Integration of Independent Front Axles for Gear Mesh Energy 2007-01-2240
The need for improved axle NVH integration has increased significantly in recent years with industry trends toward full-time and automatic four wheel drive (4wd) systems. Along with seamless 4wd operation, quiet performance has become a universal expectation. Axle gear-mesh noise can be transmitted to the vehicle passenger compartment through airborne paths (not discussed in this paper) and structure-borne paths (the focus of this paper.) A variety of mounting configurations are used in an attempt to provide improved axle isolation and reduce structure-borne transmission of gear-mesh noise.
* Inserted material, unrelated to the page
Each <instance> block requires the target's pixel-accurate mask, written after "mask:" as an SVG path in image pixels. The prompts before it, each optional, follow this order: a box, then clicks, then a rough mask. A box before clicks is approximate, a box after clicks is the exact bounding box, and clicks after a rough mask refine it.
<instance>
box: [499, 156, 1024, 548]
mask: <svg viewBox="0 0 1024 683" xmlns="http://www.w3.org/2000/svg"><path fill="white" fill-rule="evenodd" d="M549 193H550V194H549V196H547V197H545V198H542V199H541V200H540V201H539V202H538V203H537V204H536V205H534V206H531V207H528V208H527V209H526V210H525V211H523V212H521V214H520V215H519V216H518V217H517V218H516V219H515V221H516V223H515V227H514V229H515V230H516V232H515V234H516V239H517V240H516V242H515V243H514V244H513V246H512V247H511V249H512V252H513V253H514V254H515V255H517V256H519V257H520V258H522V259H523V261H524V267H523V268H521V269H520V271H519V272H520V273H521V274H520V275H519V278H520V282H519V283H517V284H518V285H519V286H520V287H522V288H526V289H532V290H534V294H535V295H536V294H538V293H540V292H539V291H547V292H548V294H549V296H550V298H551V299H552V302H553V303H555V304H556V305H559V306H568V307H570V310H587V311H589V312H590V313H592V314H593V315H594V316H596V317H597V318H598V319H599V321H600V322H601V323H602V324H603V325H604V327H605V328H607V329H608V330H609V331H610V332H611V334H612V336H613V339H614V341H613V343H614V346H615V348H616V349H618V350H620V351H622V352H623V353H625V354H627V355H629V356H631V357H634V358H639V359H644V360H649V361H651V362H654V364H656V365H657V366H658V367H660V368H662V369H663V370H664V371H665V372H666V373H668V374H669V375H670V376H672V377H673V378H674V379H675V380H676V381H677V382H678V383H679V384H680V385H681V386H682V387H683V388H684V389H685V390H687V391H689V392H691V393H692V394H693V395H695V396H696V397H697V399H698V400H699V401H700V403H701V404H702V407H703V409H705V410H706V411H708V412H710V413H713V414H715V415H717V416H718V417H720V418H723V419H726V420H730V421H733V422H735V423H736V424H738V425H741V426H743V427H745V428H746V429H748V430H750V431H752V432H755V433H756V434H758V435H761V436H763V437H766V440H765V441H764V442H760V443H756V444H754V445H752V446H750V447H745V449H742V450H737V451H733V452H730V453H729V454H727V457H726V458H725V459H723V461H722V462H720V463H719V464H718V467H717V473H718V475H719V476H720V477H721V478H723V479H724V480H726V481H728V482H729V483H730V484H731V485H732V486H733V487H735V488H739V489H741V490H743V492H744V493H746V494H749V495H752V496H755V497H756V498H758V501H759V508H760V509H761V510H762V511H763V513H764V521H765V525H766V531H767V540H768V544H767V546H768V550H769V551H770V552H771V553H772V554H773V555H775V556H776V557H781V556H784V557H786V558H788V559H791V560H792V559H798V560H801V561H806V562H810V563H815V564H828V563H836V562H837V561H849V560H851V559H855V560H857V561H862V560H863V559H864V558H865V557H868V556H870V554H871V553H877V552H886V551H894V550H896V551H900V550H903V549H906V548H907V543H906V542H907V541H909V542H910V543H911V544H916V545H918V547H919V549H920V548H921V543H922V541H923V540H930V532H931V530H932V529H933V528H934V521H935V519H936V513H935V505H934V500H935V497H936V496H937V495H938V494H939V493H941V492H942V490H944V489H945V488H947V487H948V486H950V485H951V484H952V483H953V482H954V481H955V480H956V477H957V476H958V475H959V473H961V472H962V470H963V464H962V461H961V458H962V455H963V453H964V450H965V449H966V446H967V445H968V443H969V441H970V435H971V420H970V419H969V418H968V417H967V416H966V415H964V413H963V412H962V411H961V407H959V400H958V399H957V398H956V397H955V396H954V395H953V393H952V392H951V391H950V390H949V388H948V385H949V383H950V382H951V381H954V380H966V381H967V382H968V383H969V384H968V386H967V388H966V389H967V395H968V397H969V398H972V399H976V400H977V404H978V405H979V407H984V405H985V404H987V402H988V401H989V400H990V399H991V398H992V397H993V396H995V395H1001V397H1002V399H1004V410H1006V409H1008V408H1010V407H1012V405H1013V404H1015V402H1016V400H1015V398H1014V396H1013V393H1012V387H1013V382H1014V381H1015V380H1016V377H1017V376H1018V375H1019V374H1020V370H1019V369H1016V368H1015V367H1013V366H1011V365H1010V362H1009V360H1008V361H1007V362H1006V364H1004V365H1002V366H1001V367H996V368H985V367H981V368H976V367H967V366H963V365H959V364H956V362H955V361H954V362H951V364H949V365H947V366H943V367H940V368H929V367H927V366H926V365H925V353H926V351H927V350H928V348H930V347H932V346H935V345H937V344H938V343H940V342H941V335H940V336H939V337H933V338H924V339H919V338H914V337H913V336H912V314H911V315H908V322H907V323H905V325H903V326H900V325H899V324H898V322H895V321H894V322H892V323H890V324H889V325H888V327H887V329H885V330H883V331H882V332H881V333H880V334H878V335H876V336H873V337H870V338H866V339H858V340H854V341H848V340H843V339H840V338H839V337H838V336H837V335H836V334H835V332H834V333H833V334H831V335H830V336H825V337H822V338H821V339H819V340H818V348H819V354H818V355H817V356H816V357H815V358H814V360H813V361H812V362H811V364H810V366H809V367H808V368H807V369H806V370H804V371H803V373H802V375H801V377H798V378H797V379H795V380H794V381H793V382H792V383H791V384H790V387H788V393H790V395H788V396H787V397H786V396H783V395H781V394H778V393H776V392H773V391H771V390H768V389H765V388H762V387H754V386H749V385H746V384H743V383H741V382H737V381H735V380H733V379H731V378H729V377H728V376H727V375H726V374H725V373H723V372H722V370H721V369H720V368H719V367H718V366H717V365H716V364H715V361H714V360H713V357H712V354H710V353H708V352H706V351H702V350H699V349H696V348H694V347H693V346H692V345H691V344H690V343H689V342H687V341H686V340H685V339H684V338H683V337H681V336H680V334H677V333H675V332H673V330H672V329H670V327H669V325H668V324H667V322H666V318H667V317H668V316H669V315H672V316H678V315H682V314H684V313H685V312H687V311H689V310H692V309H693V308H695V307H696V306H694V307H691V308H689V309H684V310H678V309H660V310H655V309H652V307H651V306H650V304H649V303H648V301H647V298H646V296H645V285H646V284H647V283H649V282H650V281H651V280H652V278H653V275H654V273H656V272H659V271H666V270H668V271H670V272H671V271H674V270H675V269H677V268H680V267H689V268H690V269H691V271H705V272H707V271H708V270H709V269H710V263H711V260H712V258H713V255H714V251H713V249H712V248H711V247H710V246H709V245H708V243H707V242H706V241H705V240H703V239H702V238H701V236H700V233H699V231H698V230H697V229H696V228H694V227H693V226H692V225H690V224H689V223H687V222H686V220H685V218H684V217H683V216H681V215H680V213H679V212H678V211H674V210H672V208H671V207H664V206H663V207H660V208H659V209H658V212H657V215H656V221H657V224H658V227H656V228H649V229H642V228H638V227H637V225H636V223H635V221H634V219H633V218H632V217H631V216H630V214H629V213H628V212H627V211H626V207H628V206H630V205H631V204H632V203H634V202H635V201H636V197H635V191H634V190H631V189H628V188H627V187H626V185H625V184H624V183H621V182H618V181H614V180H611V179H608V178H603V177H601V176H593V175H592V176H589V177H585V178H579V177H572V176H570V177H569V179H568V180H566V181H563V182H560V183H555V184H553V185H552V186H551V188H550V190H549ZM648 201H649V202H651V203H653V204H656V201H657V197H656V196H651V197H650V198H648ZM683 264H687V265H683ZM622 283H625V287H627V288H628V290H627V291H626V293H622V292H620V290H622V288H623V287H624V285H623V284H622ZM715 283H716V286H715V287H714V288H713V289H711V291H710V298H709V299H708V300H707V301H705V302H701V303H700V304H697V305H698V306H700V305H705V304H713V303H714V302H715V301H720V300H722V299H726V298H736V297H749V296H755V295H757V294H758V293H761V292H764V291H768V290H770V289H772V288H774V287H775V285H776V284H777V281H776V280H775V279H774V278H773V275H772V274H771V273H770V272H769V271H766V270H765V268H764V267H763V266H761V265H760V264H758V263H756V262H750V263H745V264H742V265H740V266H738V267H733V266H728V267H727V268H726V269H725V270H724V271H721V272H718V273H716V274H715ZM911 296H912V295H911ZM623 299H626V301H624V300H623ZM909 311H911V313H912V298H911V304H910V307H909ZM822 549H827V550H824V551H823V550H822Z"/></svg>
The configuration discussed in this paper is a 4-point vertical mount design for an Independent Front Drive Axle (IFDA). A significant benefit of this configuration is improved isolation in the range of drive torques where axle-related NVH issues typically exist. Much consideration needs to be given to the structure borne noise path from the source of the meshing gears to the resulting sound pressure in the vehicle. Additionally, the benefit of improved isolation can be lost if production tolerance accumulation effects and resulting mount preloads are not accounted for in the design.
This paper discusses experimental and analytical processes including Design for Six Sigma (DFSS), Variation Simulation Modeling (VSM) and Finite Element Analysis (FEA) used to study the gear mesh energy path under various operating conditions and production variations.